Il pericolo delle attività fuori dalle aree sciistiche attrezzate è, purtroppo, un tema che ricorre nelle cronache le quali riportano notizie di incidenti in montagna.
Nonostante i ripetuti appelli alla prudenza, ogni stagione invernale conta diverse tragedie che coinvolgono escursionisti della domenica o, peggio ancora, “esperti”. La montagna, la meteorologia, il buon senso e l’esperienza, spesso non bastano.
Per affrontare con sicurezza una gita scialpinistica o con le racchette da neve, mi permetto di suggerire qualche utile nozione tecnica che, alla fine dei conti, può tornare sempre valida. Il pericolo più grande? Senza dubbio è quello delle valanghe.
Che cos’è una valanga? La valanga è un fenomeno che si verifica quando una massa di neve o ghiaccio improvvisamente si mette in moto su un pendìo, precipitando verso valle a causa della rottura della condizione di equilibrio presente all’interno del manto nevoso, per effetto di uno stress interno che porta al raggiungimento del carico di rottura, ovvero quando la forza di gravità che agisce sul pendio innevato supera le forze di coesione del manto nevoso che agiscono in senso opposto.
Come si verifica una valanga? Innanzitutto va specificato che con pendenze inferiori ai 27 gradi di inclinazione del pendio, per un principio fisico e meccanico, non si possono generare valanghe. Ma non ci si può basare solo su questa indicazione.
Imparare a “riconoscere” la neve, valutare le condizioni meteorologiche anche nei giorni precedenti la nostra escursione, interpretare la morfologia del terreno sul quale ci apprestiamo a sciare (o camminare), capire l’ambiente circostante, sono fattori fondamentali per la buona riuscita in sicurezza di un’escursione fuori pista.
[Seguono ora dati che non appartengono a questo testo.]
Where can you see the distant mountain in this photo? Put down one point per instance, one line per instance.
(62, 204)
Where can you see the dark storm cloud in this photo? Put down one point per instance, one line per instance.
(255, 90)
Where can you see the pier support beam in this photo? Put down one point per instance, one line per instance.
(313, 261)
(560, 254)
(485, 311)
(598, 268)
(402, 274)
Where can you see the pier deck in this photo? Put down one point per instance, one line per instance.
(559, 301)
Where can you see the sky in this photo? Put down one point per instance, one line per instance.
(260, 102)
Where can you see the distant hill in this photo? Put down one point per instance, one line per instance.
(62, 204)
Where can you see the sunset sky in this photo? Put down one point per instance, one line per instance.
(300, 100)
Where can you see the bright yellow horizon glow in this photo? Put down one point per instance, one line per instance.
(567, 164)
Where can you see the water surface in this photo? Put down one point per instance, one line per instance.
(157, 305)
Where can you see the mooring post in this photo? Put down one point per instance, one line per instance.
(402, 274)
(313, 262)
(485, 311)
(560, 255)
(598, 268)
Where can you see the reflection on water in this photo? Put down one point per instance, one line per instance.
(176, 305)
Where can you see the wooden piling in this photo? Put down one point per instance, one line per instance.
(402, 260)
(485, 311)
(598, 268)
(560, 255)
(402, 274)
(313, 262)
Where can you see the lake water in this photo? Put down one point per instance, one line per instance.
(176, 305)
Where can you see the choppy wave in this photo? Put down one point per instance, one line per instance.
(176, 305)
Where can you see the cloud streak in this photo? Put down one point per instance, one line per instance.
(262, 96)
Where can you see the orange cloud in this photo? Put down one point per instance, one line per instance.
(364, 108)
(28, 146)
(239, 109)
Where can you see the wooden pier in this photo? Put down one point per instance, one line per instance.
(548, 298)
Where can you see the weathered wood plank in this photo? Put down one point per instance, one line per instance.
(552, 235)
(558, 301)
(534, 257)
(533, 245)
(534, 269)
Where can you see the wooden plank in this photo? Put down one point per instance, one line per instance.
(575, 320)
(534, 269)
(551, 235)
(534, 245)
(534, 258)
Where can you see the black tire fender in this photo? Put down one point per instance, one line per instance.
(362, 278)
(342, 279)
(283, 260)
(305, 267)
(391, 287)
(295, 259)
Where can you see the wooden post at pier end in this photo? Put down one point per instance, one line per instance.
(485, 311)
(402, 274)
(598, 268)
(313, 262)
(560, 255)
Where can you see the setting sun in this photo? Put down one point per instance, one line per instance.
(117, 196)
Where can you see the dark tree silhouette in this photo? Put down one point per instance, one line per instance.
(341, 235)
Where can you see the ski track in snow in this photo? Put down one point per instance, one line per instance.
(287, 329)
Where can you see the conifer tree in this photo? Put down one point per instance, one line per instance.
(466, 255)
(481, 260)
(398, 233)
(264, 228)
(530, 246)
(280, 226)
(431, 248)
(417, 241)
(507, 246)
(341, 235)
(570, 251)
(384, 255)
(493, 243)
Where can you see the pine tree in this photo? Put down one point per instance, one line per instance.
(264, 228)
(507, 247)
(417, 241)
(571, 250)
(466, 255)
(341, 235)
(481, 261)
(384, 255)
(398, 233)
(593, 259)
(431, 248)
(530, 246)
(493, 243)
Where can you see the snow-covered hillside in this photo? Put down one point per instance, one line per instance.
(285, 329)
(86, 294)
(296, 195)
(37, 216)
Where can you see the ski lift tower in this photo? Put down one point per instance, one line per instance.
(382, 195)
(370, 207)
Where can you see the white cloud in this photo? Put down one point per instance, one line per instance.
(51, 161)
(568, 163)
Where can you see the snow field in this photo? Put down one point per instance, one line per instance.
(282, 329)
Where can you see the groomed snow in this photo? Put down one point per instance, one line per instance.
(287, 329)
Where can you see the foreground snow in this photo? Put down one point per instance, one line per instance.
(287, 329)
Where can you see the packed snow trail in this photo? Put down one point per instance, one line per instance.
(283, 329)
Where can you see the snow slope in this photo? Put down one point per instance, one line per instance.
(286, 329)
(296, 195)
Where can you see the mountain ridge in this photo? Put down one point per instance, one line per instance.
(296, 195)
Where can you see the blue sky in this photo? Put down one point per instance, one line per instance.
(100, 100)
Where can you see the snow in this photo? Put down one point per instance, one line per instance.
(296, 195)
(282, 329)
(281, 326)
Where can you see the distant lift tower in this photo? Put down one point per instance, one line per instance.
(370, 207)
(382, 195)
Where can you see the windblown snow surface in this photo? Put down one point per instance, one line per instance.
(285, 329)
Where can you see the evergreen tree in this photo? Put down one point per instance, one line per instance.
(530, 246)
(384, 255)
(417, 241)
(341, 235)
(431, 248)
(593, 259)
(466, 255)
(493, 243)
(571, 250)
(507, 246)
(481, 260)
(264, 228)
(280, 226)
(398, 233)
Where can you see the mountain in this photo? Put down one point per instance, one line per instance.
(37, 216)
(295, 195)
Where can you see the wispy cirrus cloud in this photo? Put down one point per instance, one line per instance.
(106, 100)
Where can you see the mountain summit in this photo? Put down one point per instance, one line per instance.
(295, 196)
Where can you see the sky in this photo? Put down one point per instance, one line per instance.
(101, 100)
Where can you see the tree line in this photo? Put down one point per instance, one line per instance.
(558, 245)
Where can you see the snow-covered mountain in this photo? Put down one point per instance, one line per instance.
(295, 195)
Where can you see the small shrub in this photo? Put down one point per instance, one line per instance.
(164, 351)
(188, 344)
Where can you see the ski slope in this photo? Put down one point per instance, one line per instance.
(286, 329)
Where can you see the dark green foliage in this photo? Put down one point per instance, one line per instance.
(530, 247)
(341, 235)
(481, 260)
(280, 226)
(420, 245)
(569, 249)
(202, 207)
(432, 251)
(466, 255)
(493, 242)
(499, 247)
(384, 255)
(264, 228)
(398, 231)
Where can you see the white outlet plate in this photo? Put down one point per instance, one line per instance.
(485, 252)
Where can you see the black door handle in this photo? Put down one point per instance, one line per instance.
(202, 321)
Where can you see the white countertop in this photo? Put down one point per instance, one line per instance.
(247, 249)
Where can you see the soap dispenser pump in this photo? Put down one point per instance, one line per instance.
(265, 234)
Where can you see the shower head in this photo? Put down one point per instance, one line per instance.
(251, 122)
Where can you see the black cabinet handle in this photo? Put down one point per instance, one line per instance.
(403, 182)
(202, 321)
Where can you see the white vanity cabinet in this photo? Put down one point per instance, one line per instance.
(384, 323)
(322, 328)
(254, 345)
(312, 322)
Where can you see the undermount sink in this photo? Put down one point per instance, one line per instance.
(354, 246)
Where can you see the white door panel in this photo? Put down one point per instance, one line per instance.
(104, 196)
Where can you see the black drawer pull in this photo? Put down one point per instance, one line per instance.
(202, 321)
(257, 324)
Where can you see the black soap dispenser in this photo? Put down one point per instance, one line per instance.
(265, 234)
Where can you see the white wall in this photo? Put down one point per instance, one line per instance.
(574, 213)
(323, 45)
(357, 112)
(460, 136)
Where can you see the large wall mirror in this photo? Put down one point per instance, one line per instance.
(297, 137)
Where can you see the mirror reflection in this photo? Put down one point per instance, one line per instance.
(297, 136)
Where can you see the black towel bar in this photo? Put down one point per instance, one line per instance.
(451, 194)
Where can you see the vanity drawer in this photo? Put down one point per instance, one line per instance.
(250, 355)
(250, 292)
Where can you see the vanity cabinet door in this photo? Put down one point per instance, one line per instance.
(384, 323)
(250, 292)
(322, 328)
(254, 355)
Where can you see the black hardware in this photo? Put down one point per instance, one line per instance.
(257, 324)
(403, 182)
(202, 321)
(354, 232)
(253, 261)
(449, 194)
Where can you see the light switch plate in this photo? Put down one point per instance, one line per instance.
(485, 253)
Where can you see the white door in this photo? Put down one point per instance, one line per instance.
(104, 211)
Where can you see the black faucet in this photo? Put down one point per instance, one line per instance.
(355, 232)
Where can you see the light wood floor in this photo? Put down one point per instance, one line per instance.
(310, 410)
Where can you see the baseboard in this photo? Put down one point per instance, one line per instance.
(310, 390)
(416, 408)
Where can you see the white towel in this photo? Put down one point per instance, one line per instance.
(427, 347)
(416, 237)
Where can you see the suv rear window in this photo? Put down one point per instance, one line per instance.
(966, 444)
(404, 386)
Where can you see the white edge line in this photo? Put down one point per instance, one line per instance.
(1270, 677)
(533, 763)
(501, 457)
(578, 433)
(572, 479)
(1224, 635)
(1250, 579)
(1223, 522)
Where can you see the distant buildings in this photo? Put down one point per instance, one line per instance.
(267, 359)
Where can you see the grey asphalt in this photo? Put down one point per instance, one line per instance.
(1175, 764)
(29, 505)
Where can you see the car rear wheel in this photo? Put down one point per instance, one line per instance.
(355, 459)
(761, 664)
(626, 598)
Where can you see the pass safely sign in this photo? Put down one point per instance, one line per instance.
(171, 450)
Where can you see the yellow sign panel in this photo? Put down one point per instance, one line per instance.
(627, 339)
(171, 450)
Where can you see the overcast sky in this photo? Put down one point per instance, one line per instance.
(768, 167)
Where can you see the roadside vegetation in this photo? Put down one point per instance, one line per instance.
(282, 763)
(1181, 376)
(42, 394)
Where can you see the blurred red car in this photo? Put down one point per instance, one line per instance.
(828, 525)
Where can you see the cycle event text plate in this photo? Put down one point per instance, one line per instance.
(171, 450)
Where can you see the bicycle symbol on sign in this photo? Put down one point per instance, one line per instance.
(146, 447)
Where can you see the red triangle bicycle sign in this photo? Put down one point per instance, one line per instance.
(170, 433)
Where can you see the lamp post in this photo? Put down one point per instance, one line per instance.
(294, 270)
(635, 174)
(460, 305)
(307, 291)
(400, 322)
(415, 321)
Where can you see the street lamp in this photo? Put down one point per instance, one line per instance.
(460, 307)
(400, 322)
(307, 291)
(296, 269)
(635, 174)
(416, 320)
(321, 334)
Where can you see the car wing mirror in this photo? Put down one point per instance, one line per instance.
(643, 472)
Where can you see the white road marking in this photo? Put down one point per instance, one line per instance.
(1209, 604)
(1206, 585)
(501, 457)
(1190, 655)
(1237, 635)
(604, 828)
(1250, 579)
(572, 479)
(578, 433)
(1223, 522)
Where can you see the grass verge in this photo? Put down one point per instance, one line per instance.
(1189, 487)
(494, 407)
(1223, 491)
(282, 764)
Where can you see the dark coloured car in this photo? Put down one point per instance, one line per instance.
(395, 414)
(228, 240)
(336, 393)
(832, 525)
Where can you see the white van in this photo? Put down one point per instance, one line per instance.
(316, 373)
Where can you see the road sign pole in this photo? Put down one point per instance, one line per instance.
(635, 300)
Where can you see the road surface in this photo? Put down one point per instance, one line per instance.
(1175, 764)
Partiamo dall’elemento neve: le nevicate, specie se abbondanti, che si depositano sopra uno strato preesistente, magari ghiacciato, devono avere il tempo di assestarsi prima di essere attraversate. I cristalli di neve si compattano e si legano fra loro per effetto della compressione e delle temperature favorevoli come il lento riscaldamento , che assesta il manto e riduce le tensioni in atto (metamorfismo costruttivo), e il raffreddamento che consolida quello debole e umido: I bruschi cambi di temperatura, al contrario, vanno considerati come condizioni sfavorevoli e quindi pericolose (metamorfismo distruttivo). Anche il vento forte può generare condizioni di rischio; i versanti sottovento possono caricarsi di accumuli ad alta instabilità.
La tecnologia può essere di aiuto? Sì. Oggi, grazie alla rete telematica, si possono consultare i bollettini nivometeorologici, per conoscere le condizioni del tempo e la situazione pericolo valanghe. Per tutto l’arco alpino si può consultare il sito A.I.NE.VA (aineva.it) mentre i Carabinieri Forestali curano il servizio Meteomont sulla catena degli Appennini. Un dato molto importante da considerare nella lettura dei bollettini è la scala di valutazione del pericolo valanghe che varia dal valore 1 (debole) al valore 5 (molto forte).
Cosa accade se si è travolti da valanga? La probabilità di sopravvivenza di un travolto da valanga è, statisticamente, di 15 minuti. Il sistema di sicurezza combinato con A.R.T.Va. , sonda e pala, permette il disseppellimento in circa 11 minuti: tempo utile per trarre in salvo una vita umana. Non voglio creare allarmismo o scoraggiare chi desidera effettuare escursioni fuori pista; ho desiderato solo dispensare qualche semplice suggerimento per trascorrere una bella giornata in montagna senza incorrere in pericoli e rispettando le regole dettate dalla sicurezza.